Eğitim sistemimiz, derslik, okul, öğretmen olarak sağladığı övünmeye değer maddi başarılarına rağmen, seküler–çağdaşlık taassubuyla kutsalı dışlamanın maddi ve manevi bedellerini, insana ve topluma ödetmeye hala devam ediyor.
Son yıllarda eğitim alanında sıkça duyar olduğumuz “değerler eğitimi” kavramı, insani boyutlu kimlik inşasının önemli vesilelerinden birisi olarak karşımıza çıktı.
Değer aşınmasının, maddi ve ahlaki yönden toplumsal dokuyu tehdit istidadı kazandığı bir dönemde, müspet bir çığır açmada “değerler eğitimi” adıyla iyi bir nokta yakalanmıştır. Fakat bu alanda yapılması gerekenlerin yeterince hakkını verdiğimiz henüz söylenemez.
Eksiklikleri gördüğüne inandığım sayın Milli Eğitim Bakanının, eğitimin sorunları için önce “öğretmen yetiştirme ihtiyacından” bahsetmesi önemli bir gerçeğe işaret ediyor.
İlk ve orta öğretimde değerler eğitimi alanında görev yapacak eğitimcilerin, formel diplomanın ötesinde vasıfları olmalıdır. “Öğretmen ihtiyacı” karşılanırken, seküler hayatın sığlık ve yüzeyselliğini aşmış, öğrenci ilişkilerinde liyakat ve kabiliyetini kanıtlamış, bilgi ve hal diline sahip nitelikli eğitimciler itina ile seçilmelidir.
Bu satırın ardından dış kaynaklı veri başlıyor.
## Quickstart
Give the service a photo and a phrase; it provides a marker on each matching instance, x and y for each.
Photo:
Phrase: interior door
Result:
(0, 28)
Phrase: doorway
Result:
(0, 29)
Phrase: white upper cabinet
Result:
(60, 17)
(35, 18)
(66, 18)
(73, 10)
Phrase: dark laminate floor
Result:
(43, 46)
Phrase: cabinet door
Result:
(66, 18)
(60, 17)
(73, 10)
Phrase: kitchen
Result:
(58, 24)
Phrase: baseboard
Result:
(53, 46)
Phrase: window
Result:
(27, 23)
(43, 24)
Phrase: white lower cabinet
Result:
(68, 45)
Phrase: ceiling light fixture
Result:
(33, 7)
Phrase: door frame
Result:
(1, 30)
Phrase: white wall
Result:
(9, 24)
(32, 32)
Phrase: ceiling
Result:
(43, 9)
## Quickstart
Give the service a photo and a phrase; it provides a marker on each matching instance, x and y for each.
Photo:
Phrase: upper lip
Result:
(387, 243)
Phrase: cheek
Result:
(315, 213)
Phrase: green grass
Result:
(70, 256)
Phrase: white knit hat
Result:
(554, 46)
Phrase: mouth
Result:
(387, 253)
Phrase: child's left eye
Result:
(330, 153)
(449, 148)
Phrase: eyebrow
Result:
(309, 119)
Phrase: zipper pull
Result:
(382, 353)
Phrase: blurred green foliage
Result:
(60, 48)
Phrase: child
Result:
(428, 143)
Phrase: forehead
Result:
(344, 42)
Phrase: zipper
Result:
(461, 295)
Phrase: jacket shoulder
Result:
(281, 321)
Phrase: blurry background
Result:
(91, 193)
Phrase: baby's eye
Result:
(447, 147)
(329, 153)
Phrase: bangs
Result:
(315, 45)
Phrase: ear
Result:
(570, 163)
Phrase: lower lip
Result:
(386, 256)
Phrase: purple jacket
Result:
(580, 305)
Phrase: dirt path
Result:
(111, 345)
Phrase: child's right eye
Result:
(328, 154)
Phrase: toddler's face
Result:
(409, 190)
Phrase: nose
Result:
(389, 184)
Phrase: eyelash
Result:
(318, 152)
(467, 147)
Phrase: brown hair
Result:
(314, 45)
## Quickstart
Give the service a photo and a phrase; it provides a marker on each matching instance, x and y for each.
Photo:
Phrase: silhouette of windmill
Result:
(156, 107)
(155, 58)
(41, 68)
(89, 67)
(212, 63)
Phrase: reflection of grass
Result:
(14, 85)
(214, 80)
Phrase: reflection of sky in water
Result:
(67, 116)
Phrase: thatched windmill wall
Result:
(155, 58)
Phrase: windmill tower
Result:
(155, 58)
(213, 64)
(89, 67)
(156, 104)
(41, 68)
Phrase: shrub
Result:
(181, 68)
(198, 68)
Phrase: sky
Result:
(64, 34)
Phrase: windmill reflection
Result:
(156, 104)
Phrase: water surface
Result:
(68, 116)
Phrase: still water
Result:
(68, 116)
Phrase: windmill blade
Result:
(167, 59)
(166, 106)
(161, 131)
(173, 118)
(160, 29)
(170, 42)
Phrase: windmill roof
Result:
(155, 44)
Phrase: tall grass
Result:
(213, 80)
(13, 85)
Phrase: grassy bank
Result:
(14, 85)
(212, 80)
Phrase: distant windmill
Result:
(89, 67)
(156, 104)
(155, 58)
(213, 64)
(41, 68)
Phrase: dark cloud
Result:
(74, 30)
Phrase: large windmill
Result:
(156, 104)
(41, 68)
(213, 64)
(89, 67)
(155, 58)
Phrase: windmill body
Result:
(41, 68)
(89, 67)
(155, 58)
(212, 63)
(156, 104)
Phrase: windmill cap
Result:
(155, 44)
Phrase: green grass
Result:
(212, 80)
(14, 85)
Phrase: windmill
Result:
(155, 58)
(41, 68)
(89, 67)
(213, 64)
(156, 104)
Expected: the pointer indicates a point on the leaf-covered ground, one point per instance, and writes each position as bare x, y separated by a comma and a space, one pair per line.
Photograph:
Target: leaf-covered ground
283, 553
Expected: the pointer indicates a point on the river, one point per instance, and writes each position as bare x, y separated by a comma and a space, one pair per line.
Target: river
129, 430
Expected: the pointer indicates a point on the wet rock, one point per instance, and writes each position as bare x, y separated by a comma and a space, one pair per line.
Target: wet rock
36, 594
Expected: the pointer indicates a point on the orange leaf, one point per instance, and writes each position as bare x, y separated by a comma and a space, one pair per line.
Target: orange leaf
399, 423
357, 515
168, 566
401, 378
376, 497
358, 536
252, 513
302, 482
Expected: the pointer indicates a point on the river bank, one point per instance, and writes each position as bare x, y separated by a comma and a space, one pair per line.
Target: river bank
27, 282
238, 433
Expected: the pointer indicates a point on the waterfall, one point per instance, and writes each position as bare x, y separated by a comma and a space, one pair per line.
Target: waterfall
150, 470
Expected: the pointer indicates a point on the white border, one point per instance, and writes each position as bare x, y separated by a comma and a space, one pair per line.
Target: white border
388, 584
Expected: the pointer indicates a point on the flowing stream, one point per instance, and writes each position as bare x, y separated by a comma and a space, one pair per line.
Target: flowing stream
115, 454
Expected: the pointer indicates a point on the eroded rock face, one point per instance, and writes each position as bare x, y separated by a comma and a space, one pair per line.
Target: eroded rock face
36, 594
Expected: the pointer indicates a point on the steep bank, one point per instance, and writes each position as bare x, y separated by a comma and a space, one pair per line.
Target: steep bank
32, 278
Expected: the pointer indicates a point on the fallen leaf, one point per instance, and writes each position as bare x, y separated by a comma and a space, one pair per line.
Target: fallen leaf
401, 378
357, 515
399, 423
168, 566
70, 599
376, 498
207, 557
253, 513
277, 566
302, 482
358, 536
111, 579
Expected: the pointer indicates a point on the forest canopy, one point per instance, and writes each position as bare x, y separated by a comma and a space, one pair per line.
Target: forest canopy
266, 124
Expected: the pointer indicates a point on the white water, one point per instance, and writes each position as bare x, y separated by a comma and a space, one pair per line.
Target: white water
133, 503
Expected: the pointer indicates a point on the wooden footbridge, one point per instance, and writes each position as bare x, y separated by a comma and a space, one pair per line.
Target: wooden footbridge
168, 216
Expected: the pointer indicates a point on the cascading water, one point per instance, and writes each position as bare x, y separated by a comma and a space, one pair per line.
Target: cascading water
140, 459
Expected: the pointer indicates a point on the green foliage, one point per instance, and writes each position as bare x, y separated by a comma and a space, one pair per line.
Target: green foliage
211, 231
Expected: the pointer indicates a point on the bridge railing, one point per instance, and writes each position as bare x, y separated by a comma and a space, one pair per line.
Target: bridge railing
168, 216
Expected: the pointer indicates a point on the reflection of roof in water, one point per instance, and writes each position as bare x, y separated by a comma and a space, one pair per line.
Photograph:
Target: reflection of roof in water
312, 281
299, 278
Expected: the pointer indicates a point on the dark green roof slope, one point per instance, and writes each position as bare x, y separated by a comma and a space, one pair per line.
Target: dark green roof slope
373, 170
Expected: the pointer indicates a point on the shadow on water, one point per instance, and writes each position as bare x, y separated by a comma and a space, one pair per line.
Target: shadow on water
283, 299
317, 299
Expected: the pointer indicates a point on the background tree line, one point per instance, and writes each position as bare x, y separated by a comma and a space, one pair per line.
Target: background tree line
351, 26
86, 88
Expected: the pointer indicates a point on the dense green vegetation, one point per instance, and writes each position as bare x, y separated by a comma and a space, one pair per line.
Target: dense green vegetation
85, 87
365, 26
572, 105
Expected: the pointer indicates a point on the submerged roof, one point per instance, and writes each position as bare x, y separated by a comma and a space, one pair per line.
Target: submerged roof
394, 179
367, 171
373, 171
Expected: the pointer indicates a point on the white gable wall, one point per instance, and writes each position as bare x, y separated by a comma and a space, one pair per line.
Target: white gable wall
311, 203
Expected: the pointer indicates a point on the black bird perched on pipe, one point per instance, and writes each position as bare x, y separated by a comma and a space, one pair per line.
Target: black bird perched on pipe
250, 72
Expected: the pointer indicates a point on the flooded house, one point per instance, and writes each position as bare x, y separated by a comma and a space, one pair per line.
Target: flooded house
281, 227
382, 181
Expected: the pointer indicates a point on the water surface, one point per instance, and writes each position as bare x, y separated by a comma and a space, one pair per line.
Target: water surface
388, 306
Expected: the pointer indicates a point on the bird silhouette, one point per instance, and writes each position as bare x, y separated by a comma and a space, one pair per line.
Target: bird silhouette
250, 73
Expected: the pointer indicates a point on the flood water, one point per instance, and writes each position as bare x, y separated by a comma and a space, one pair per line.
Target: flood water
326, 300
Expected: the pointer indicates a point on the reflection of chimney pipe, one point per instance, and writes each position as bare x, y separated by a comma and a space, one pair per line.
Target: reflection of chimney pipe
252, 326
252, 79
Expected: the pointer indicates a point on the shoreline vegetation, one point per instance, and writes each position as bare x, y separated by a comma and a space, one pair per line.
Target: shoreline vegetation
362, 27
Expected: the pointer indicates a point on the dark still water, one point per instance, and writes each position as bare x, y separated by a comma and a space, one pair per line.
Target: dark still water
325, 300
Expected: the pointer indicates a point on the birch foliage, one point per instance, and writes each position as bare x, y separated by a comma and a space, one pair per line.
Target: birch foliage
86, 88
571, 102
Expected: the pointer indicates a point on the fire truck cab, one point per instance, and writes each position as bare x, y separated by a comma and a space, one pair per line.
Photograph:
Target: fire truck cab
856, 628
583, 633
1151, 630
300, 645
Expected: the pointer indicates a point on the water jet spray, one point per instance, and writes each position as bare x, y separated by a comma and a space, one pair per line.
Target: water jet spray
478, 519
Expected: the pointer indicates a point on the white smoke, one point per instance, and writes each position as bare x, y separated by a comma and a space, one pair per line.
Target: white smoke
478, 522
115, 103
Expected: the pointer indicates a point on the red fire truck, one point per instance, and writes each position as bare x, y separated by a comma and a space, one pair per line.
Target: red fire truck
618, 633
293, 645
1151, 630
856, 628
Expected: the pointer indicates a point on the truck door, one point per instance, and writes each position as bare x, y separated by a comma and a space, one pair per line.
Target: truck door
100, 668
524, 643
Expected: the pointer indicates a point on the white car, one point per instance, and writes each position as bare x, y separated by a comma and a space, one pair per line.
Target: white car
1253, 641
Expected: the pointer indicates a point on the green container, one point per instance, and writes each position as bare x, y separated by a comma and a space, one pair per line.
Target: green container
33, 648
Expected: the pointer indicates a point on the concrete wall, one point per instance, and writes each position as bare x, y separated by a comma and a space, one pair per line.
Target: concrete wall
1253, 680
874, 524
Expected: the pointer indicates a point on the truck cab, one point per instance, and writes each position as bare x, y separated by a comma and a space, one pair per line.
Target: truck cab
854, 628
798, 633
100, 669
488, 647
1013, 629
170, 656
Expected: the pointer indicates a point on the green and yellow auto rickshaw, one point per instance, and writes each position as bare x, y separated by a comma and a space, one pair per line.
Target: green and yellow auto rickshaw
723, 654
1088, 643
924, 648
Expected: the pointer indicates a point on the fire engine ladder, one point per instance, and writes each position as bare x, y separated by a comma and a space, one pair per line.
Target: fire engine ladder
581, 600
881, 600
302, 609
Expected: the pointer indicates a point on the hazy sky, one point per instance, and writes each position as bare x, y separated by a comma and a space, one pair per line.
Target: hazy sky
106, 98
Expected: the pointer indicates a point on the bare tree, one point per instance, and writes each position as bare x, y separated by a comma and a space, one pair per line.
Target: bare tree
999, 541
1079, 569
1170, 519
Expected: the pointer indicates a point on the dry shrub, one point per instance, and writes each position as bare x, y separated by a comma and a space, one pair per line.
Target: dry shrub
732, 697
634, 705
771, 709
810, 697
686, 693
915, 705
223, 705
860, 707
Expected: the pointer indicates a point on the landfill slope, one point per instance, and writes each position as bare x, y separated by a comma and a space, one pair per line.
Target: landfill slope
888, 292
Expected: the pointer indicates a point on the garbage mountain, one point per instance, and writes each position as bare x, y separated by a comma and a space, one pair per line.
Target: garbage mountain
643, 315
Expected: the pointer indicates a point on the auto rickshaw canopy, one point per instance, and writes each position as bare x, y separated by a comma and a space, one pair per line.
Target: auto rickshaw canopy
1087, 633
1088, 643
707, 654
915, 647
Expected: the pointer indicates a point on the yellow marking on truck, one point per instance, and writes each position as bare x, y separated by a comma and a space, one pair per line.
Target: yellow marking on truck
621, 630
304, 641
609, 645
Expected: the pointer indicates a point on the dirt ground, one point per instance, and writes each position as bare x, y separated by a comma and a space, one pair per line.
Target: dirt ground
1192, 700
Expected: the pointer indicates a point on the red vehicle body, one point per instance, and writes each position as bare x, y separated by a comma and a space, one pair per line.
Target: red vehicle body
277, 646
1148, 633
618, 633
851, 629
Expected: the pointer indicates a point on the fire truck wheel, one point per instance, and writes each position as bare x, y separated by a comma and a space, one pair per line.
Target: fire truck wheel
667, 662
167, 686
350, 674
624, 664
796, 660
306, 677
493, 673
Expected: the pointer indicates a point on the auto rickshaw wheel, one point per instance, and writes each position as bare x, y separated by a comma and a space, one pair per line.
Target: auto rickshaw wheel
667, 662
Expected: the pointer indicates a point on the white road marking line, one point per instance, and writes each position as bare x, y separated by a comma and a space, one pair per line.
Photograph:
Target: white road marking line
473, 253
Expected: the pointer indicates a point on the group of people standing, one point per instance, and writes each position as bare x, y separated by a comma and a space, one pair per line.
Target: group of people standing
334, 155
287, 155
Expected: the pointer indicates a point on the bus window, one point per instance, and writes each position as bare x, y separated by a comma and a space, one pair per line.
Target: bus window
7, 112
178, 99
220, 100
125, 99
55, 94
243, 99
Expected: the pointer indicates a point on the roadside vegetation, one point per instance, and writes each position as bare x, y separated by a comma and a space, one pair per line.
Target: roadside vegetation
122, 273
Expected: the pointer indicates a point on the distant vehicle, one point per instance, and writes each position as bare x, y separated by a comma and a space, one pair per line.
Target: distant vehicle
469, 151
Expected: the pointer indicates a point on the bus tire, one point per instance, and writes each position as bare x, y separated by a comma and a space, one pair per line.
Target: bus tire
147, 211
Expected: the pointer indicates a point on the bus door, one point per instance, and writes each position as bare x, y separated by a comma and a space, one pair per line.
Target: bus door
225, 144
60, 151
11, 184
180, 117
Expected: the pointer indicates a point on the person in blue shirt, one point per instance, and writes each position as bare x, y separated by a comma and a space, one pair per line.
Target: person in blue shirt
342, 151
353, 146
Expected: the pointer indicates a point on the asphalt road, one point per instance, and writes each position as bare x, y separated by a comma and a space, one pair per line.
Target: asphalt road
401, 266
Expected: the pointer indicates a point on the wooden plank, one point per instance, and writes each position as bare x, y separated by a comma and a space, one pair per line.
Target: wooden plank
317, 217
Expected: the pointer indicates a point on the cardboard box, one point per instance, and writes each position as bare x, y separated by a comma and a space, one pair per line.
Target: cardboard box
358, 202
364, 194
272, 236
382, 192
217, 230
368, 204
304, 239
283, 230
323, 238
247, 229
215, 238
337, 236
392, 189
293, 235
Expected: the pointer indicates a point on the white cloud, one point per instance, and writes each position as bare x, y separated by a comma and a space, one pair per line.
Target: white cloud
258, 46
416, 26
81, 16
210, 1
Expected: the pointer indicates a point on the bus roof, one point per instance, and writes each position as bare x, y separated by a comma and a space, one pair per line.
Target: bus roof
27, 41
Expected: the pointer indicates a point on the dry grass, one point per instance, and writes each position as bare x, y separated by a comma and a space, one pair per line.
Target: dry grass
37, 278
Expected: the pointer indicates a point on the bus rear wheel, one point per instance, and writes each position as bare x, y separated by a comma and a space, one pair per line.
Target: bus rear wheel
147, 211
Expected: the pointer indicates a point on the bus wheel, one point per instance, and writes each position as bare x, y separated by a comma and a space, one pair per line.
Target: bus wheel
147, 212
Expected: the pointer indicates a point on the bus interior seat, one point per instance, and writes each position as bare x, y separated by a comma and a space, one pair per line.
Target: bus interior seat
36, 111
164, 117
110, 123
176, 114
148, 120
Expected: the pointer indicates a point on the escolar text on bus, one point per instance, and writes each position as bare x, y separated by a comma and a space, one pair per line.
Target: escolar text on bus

Akıl-kalp bütünlüğüne sahip nesiller, “aklın nuru fünun-u medeniye, vicdanın ziyası ulum-u diniye” diyen bir öğretinin mantalite tezgahında yetişebilir. Devleti yöneten irade, bu ihtiyacı karşılayamadığının farkında olduğu kadar, karşılaması gerektiğinin de şiddetle ihtiyacını duymalıdır.